El radio blog, después de todo, ha cumplido una finalidad. Estoy escuchando mi música desde otra máquina, en lo que terminan de ponerle la formaica (¿fórmica?) a mi escritorio hecho de tablarroca. Esta lindo el cabrón (escritorio). Hace un momento subí y olía a pegamento… delicioso, me hizo volar y ver elefantes, en pleno Xola y Eje Central. Esas son las cosas que el Google Maps no puede captar, esas son las cosas por las que neceamos con enderezar clavos chuecos e imaginar que hace frío, en vez de un calor insoportable.
El pegamento.
El viernes en la noche, tuve oportunidad de observar mejor el coche amarillo. No me acerqué a mirarlo de cerca o a tocarlo, aunque estuve a escasos metros de intentarlo. No podría hacer algo así porque aún poseo algo de pudor. Aunque he estado observando a la pareja desde la ventana, de una manera descarada, no podría acercarme a su mundo. Nos separa una calle, dos ventanas, una puerta, una reja y dos banquetas de distancia. Obstáculos que bien se podrían franquear caminando. Sin embargo, prefiero quedarme detrás de la ventana y utilizarlos como la matiné de los domingos.
Ese viernes rompí su cuarta pared y salí corriendo para comprarme una coca cola. Aproveché, también, para observar mejor el coche, pero no me arriesgué a mirarlos directamente. Después tomé asiento y miré de nuevo. Como si ellos fuesen excelentes actores de teatro, no parecieron afectados por haberme involucrado en su escenario.

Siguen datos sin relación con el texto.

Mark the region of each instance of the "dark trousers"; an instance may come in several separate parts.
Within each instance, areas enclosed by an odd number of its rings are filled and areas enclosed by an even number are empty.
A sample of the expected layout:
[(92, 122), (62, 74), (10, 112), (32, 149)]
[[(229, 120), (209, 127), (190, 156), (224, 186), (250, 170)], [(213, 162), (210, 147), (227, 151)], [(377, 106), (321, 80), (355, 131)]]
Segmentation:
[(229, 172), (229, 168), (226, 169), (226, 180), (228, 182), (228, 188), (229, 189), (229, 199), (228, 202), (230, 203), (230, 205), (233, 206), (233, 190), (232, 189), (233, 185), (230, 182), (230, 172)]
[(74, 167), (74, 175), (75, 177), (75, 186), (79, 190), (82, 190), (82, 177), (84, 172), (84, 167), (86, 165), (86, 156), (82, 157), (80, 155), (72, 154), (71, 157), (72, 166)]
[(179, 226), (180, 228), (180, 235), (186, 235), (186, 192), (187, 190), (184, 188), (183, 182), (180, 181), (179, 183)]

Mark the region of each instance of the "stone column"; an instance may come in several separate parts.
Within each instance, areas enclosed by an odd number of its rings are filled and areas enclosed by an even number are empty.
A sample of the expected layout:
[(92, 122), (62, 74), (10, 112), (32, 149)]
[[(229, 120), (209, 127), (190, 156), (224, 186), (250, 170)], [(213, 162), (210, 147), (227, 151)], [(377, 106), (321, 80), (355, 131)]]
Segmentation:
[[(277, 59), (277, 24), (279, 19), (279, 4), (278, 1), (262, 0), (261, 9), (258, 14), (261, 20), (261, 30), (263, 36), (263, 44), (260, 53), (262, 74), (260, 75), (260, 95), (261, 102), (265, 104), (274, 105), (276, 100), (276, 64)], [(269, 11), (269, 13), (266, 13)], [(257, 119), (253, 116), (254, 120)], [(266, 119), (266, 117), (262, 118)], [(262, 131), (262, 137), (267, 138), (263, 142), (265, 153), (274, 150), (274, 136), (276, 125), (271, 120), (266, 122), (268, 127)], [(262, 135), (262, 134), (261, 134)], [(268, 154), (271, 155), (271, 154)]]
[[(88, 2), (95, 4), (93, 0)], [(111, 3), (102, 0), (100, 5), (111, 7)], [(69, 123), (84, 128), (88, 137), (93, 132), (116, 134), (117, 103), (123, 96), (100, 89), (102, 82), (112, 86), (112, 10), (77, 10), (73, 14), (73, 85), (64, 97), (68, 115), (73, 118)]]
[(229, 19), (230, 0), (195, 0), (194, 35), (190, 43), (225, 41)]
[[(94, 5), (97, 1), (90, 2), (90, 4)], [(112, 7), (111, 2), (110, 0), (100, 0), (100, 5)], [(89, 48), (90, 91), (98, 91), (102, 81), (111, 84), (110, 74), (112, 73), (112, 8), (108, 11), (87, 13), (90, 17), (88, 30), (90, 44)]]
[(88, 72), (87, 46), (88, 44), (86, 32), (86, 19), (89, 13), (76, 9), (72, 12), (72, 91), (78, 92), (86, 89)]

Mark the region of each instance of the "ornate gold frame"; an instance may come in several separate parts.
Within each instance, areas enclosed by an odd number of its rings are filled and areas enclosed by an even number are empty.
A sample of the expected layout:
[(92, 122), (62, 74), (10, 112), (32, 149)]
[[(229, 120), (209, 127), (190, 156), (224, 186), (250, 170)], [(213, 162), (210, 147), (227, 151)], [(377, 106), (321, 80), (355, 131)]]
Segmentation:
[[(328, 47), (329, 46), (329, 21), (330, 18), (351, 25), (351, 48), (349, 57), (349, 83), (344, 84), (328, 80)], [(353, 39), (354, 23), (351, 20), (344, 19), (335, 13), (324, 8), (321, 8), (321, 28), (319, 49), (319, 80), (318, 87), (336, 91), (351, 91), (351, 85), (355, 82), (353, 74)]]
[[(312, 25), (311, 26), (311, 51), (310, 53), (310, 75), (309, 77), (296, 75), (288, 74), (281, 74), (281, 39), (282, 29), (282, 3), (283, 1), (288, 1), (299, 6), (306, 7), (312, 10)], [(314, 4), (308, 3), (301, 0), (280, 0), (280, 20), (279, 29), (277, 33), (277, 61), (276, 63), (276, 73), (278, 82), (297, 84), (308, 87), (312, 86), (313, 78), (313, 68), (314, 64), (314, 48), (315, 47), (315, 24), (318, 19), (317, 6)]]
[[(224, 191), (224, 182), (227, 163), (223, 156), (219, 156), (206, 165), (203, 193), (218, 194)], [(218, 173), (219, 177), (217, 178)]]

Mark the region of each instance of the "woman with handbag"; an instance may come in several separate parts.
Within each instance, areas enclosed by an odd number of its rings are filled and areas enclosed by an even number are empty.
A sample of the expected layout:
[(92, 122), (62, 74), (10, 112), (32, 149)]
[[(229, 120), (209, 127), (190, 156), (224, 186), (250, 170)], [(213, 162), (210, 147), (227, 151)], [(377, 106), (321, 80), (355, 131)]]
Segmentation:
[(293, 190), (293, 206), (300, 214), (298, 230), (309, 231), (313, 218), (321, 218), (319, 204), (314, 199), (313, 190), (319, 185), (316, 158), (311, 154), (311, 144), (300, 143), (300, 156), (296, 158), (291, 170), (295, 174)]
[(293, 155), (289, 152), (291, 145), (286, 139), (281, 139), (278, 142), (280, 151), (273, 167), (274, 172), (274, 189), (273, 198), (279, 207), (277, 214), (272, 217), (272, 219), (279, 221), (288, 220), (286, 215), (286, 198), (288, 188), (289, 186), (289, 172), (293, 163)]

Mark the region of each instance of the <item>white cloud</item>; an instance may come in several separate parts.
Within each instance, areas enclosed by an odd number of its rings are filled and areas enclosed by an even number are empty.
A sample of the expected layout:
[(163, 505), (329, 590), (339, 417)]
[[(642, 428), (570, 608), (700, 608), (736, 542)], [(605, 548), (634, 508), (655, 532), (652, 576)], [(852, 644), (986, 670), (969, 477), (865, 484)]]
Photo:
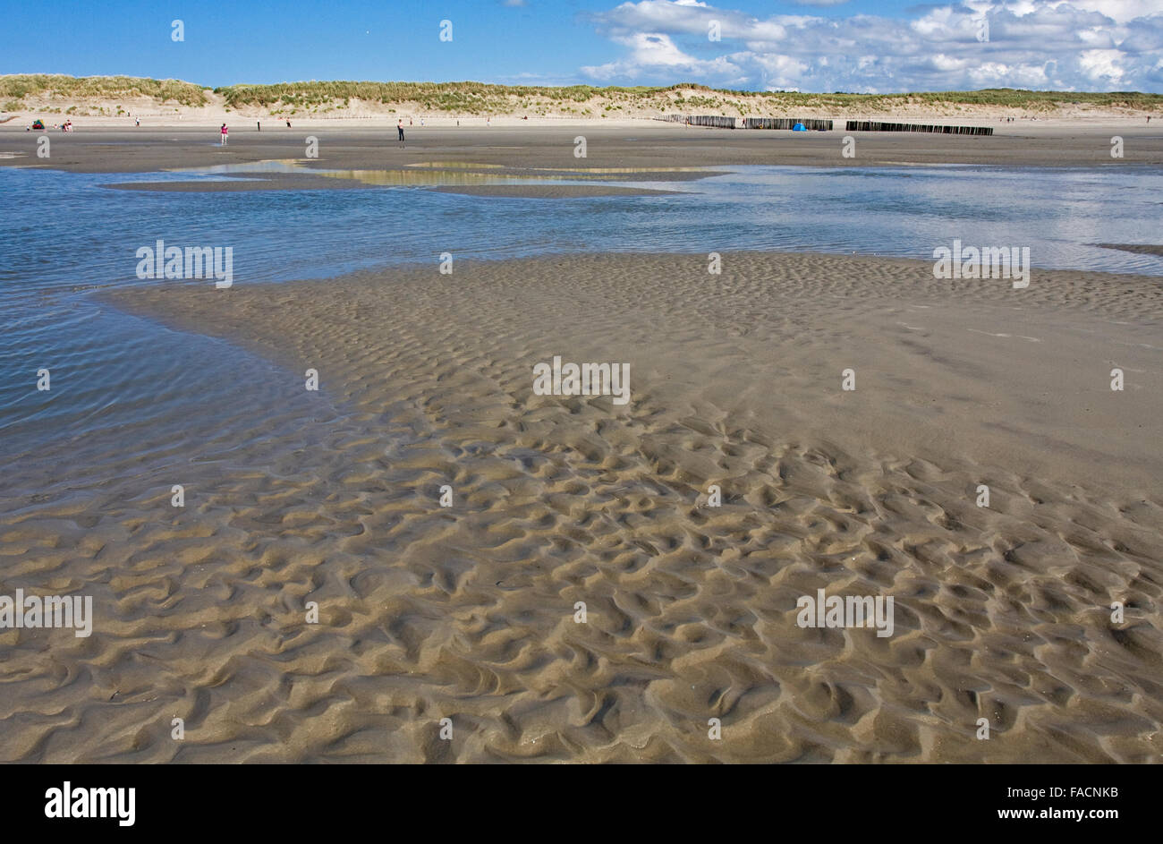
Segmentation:
[[(582, 71), (609, 83), (1163, 92), (1163, 0), (964, 0), (904, 19), (761, 19), (700, 0), (641, 0), (591, 20), (623, 55)], [(707, 38), (711, 21), (719, 42)]]

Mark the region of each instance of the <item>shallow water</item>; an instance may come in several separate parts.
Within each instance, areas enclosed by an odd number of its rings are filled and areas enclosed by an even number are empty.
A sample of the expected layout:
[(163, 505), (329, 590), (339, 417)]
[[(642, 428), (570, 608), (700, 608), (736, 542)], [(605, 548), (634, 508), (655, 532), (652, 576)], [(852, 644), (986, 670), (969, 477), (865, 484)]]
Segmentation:
[[(297, 168), (267, 162), (244, 170)], [(445, 251), (462, 260), (779, 249), (932, 261), (935, 247), (955, 239), (965, 246), (1029, 247), (1036, 268), (1163, 275), (1158, 256), (1092, 246), (1158, 241), (1163, 175), (1156, 170), (732, 168), (695, 182), (641, 183), (683, 196), (556, 200), (412, 186), (530, 184), (454, 170), (333, 173), (381, 184), (380, 190), (213, 194), (102, 185), (221, 179), (221, 169), (116, 176), (0, 170), (3, 485), (14, 491), (27, 477), (43, 477), (43, 464), (35, 468), (42, 461), (51, 461), (60, 477), (76, 477), (65, 462), (93, 467), (95, 455), (110, 454), (110, 442), (119, 444), (119, 460), (133, 454), (162, 462), (181, 442), (227, 432), (237, 442), (255, 411), (286, 400), (286, 378), (272, 364), (229, 343), (128, 317), (94, 297), (99, 289), (155, 283), (136, 277), (135, 253), (158, 239), (233, 247), (235, 284), (435, 264)], [(554, 184), (571, 182), (593, 184), (570, 175), (554, 178)], [(166, 283), (229, 295), (215, 291), (213, 279)], [(51, 373), (48, 392), (36, 389), (42, 367)], [(301, 384), (293, 392), (301, 396)], [(317, 412), (317, 403), (311, 405), (315, 411), (307, 406), (287, 412)]]

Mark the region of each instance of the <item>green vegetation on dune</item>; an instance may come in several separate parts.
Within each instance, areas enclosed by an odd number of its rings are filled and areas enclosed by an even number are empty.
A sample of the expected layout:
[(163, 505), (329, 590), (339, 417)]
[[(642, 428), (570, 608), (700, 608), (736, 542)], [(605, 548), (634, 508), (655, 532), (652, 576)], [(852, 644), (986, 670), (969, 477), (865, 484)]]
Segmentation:
[(181, 106), (204, 106), (208, 101), (200, 85), (180, 79), (144, 79), (133, 76), (78, 78), (56, 73), (0, 76), (0, 98), (22, 102), (26, 97), (64, 100), (149, 97), (157, 102), (173, 101)]
[[(350, 107), (352, 101), (412, 104), (429, 113), (448, 114), (587, 114), (634, 109), (656, 113), (764, 114), (815, 109), (829, 114), (900, 112), (908, 107), (961, 108), (992, 106), (1026, 112), (1054, 112), (1086, 105), (1097, 108), (1161, 111), (1163, 94), (1137, 92), (1083, 93), (1075, 91), (942, 91), (899, 94), (798, 93), (785, 91), (730, 91), (691, 83), (665, 87), (595, 87), (570, 85), (491, 85), (475, 81), (379, 83), (297, 81), (278, 85), (229, 85), (214, 88), (226, 107), (254, 107), (298, 113)], [(0, 102), (17, 111), (26, 98), (41, 100), (152, 98), (156, 102), (204, 106), (206, 90), (177, 79), (136, 77), (84, 77), (24, 75), (0, 76)]]

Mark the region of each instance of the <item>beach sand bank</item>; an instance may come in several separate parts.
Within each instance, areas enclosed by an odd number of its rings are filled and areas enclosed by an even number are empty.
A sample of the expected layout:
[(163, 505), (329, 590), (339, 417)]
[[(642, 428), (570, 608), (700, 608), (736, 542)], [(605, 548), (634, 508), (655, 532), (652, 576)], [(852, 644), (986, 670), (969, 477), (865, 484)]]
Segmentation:
[[(7, 510), (9, 588), (98, 619), (0, 633), (3, 760), (1163, 753), (1157, 278), (563, 255), (108, 300), (288, 396), (317, 370), (321, 410), (176, 462), (180, 511), (160, 477)], [(630, 402), (534, 395), (555, 355)], [(893, 596), (893, 634), (798, 626), (818, 589)]]
[[(486, 128), (407, 128), (400, 144), (394, 126), (270, 126), (233, 123), (230, 142), (219, 146), (217, 126), (169, 128), (80, 128), (49, 133), (51, 157), (37, 158), (37, 137), (21, 127), (0, 126), (0, 165), (40, 166), (71, 172), (152, 172), (215, 164), (302, 159), (307, 168), (376, 170), (452, 162), (514, 171), (601, 169), (609, 179), (643, 182), (666, 178), (676, 168), (732, 164), (804, 166), (879, 166), (997, 164), (1029, 166), (1127, 166), (1163, 164), (1163, 126), (1139, 120), (1107, 120), (1042, 126), (1000, 123), (989, 137), (922, 133), (792, 133), (759, 129), (701, 129), (643, 120)], [(843, 156), (843, 139), (856, 140), (855, 156)], [(576, 139), (586, 139), (586, 157), (575, 157)], [(308, 136), (317, 139), (317, 158), (307, 158)], [(1112, 137), (1123, 139), (1112, 158)], [(613, 169), (635, 172), (611, 173)], [(654, 175), (651, 175), (654, 173)], [(663, 173), (663, 175), (659, 175)]]

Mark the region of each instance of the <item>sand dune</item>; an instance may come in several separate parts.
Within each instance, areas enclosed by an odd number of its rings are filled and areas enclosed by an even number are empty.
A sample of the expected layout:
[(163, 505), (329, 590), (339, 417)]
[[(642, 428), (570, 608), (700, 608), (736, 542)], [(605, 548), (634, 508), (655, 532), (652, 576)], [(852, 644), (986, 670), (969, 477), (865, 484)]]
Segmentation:
[[(8, 588), (99, 623), (0, 633), (0, 759), (1163, 753), (1157, 279), (569, 255), (113, 302), (288, 397), (317, 369), (320, 411), (176, 460), (183, 511), (163, 474), (8, 511)], [(632, 402), (534, 395), (554, 355)], [(894, 596), (893, 636), (798, 626), (820, 588)]]

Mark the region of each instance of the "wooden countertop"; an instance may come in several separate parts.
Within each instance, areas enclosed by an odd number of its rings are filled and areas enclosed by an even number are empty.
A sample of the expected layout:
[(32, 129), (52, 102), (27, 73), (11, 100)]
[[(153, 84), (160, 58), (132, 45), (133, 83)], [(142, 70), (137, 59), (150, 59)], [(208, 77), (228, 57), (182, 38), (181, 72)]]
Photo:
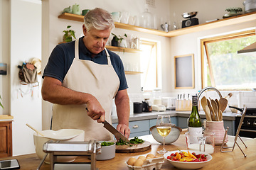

Era la una cuarenta y tantos de la mañana. Empezaron platicando, después él la abrazó y le dio un beso tierno. El beso tierno se convirtió en un interesante atascón, una batalla lengua a lengua que no tenía tregua. Finalmente, por ahí de la una cincuenta y tantos, intercambiaron un par de palabras más y él decidió irse. Ella se perdió en la oscuridad de la cochera, con una sonrisa. Ayer, por observar mejor, descubrí que mi vecina esta medio gordita. Antes pensaba que tenía buen cuerpo.
Supongo que los idealicé en algún momento. Si… debe ser ello. Y, por cierto, él tiene un Seat, no un Audi.
Me he acostumbrado a comprar paletas crunch. Cuestan ocho pesos, saben más rico y duran más que un chocolate.
Ayer, domingo, conocí a Skene. Quedamos de vernos en la cuchara, que esta frente al Auditorio. ¿Cuchara? Si, lo mismo me pregunté yo. Me acordaba, vagamente, de una fuente y de una escultura, pero no recordaba que tuviera forma de cuchara. Bajando del metro y caminando hacia allá, descubrí que la escultura, efectivamente, parecía una cuchara. Sin embargo, la placa dice que no lo es. O no. Esa escultura, para que lo sepamos todos, es la luna.
La señorita Skene, tuvo a bien de prestarme tres libros:
- El ojo de Georges Bataille.
- No hay censura de José Agustín.
- El árbol de los sueños de Fernando Alonso.
También me regaló un perro de peluche, cuyo nombre antes de cambiar de dueño era Floripondio. Además, invitó los cafés (donde el chavo que atendía le coqueteó) y me acompañó en la oficina, en lo que yo terminaba una edición (el plan original era bebernos algo en el Starbucks de Polanco). En datos curiosos, no cualquiera puede comprar una franquicia de Starbucks, si usted esperaba hacerlo en algún momento o si ha preguntado, seguramente le han dicho algo así como: Después de abrir un millón de cafecitos, venderemos las franquicias. La cosa es que si las venden, pero usted tiene que poseer la solvencia económica necesaria para abrirlo en dos o tres días, ah… y también su apellido debe estar en la lista.
Dice Skene que soy divertido y que tengo cara de perder la paciencia en cualquier momento (eso es cierto, pero tengo una buena dosis de paciencia, la cara previa a perderla puede durar unas tres o cuatro horas continuas, antes de que alguien sospeche). Yo digo que ella es una señorita muy divertida y me aseguré de decírselo, no siempre conozco gente divertida.
Y tengo la impresión de que es hiperactiva.